There is a saying that “All Big Things Come in Small Packages”. This is definitely true! Even for a starting entrepreneur, this mindset is a way to drive your ambitions to reality.


Did you know that McDonald's started from a small hamburger restaurant?

KFC from a roadside restaurant during Sanders's depression?

How about a small-time online bookstore, but now known as AMAZON? There’s a lot of inspiring stories out there that you would want to check out.



These fellows followed the universal indicators.


The materialization of ideas has different factors that will affect your business, we call these KPIs or your Key Performance Indicator. These KPIs, if managed correctly, will make your company effective in reaching its key objectives. The time it will take is never bounded and more opportunity awaits if the indicators will be considered.


ROI : The very common ROI (return of investment). This metric calculates the gains over your losses which are derived from the investment.
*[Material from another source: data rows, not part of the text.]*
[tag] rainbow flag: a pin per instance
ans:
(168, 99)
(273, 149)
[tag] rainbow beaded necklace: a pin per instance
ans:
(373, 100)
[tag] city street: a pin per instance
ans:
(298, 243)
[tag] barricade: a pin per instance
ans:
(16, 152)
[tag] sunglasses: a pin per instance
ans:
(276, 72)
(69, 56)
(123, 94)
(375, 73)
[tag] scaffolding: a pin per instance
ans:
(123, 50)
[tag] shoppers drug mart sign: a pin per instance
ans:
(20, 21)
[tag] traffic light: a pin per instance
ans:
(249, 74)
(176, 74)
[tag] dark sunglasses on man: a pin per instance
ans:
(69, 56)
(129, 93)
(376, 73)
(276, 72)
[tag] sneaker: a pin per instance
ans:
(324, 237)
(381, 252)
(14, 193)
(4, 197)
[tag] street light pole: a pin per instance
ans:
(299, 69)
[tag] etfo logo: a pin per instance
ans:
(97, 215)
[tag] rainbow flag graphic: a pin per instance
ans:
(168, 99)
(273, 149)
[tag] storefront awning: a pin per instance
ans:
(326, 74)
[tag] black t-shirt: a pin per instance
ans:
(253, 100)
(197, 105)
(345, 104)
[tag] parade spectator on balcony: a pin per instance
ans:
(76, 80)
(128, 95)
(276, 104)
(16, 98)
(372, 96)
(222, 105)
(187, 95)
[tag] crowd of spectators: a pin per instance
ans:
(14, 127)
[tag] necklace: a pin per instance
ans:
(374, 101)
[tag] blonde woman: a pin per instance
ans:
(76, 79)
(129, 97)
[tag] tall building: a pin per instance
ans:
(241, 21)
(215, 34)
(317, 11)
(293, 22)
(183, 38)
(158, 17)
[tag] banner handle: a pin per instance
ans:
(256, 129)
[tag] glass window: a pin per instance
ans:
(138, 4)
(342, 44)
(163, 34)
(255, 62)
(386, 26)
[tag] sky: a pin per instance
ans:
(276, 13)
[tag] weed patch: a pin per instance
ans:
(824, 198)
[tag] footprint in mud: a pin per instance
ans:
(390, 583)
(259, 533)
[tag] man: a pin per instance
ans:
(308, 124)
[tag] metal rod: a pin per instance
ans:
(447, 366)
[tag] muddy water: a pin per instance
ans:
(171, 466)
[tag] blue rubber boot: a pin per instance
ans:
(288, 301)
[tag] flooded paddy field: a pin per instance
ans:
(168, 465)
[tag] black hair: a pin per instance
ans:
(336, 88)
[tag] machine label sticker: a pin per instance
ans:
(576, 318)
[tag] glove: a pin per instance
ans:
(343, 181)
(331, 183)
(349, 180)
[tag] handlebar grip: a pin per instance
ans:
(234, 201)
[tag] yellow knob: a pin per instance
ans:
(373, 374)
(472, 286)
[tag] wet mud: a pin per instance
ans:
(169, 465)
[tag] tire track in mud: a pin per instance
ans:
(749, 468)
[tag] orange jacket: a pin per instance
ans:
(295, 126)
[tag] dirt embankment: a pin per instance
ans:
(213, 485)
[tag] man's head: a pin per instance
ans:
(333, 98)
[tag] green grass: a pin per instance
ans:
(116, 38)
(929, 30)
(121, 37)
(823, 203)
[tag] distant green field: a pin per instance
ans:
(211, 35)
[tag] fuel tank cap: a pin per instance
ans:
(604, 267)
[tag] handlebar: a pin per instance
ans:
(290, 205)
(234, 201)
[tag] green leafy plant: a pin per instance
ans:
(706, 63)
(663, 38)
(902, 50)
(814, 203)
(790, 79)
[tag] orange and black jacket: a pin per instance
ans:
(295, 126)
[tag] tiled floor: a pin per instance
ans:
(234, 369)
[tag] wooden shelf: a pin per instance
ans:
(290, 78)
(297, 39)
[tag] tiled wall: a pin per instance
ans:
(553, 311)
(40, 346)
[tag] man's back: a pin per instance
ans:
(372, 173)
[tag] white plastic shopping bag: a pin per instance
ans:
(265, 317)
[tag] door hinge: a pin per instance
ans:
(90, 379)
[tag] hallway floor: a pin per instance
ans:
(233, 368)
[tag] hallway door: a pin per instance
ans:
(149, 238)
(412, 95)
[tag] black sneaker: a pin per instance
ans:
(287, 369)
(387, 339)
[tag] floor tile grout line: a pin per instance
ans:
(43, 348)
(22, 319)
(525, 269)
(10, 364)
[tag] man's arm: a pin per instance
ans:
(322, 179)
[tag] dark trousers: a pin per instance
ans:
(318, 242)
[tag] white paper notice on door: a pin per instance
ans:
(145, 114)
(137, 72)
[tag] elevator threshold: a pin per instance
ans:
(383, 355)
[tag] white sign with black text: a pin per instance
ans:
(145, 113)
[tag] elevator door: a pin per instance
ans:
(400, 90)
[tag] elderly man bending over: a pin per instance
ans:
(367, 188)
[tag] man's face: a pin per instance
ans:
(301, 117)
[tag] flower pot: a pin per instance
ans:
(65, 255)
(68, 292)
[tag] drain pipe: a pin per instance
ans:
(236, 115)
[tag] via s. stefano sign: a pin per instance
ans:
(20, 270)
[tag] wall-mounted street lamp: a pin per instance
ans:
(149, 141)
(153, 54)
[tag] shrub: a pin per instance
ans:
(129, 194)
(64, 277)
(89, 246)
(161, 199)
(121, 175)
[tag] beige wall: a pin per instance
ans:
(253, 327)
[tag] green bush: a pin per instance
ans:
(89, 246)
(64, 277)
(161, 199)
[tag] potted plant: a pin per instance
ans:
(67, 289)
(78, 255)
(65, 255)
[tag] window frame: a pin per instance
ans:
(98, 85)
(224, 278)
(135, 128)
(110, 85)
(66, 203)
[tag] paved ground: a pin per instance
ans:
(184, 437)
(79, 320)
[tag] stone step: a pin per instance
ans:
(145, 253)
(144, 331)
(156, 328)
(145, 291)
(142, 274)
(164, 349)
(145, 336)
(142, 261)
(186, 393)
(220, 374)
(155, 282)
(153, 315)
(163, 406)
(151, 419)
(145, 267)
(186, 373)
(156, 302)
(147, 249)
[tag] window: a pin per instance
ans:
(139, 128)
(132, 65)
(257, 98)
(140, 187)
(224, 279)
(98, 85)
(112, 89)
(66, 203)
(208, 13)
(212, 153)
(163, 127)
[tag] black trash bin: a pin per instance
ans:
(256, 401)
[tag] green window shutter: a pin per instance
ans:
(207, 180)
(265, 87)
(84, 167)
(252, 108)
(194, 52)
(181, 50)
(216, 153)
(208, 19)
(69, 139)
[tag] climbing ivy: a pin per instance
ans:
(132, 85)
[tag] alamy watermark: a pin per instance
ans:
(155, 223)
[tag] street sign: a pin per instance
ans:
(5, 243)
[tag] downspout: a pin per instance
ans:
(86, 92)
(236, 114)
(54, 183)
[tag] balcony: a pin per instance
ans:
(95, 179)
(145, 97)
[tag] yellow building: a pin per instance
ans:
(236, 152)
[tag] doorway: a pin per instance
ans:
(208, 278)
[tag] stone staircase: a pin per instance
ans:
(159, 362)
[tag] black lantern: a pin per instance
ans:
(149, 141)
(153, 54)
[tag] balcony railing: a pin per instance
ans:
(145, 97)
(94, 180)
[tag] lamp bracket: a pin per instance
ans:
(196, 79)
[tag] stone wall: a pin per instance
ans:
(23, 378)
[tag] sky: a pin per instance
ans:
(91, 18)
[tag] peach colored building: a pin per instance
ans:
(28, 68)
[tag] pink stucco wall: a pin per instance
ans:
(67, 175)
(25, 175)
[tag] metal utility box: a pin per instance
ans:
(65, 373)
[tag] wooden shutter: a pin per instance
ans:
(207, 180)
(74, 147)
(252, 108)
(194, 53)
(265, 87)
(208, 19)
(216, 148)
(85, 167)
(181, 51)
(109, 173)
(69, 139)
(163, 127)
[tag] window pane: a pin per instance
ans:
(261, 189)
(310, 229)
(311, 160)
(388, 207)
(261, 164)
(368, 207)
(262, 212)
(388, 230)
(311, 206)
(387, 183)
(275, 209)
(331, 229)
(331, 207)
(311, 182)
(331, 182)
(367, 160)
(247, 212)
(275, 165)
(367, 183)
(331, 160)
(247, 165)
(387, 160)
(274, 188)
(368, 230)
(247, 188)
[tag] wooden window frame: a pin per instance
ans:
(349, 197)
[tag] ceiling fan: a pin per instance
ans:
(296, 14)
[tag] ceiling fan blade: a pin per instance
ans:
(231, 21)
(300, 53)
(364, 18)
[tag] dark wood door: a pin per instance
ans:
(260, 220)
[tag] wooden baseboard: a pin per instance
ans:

Revenue : These are the income. This money is generated through sales and measures start-up performance.


Net Income : This is the difference between your revenue and expense, or your actual business profit after expenses and allowable deductions are taken out.



A Expenses/loss is always a part of the business. How you will handle it depends on your goals.



Burn rate : Burn rate is the amount of money being burnt for financial operations.


Churn rate : The amount of money being burnt due to canceled customer purchases is the churn rate.



Knowing your customers is the best indicator for your business. These includes:



Customer Acquisition Cost : The money spent on acquiring customers.


Lifetime value : This is revenue that a customer can generate for you as to their product subscription and membership.


Retention : This indicates the paying customers you retained considering the satisfaction you provided to your customers. They have the chance to renew their membership subscription.


Cash : Finally the flow of cash measures the costs versus revenue. Positive cash flow means there are more earnings than exhaustions.



These indicators keep your objectives at the forefront of decision making. In order for an entrepreneur to reach his goal, he has to acknowledge and be responsible for his own KPI’s.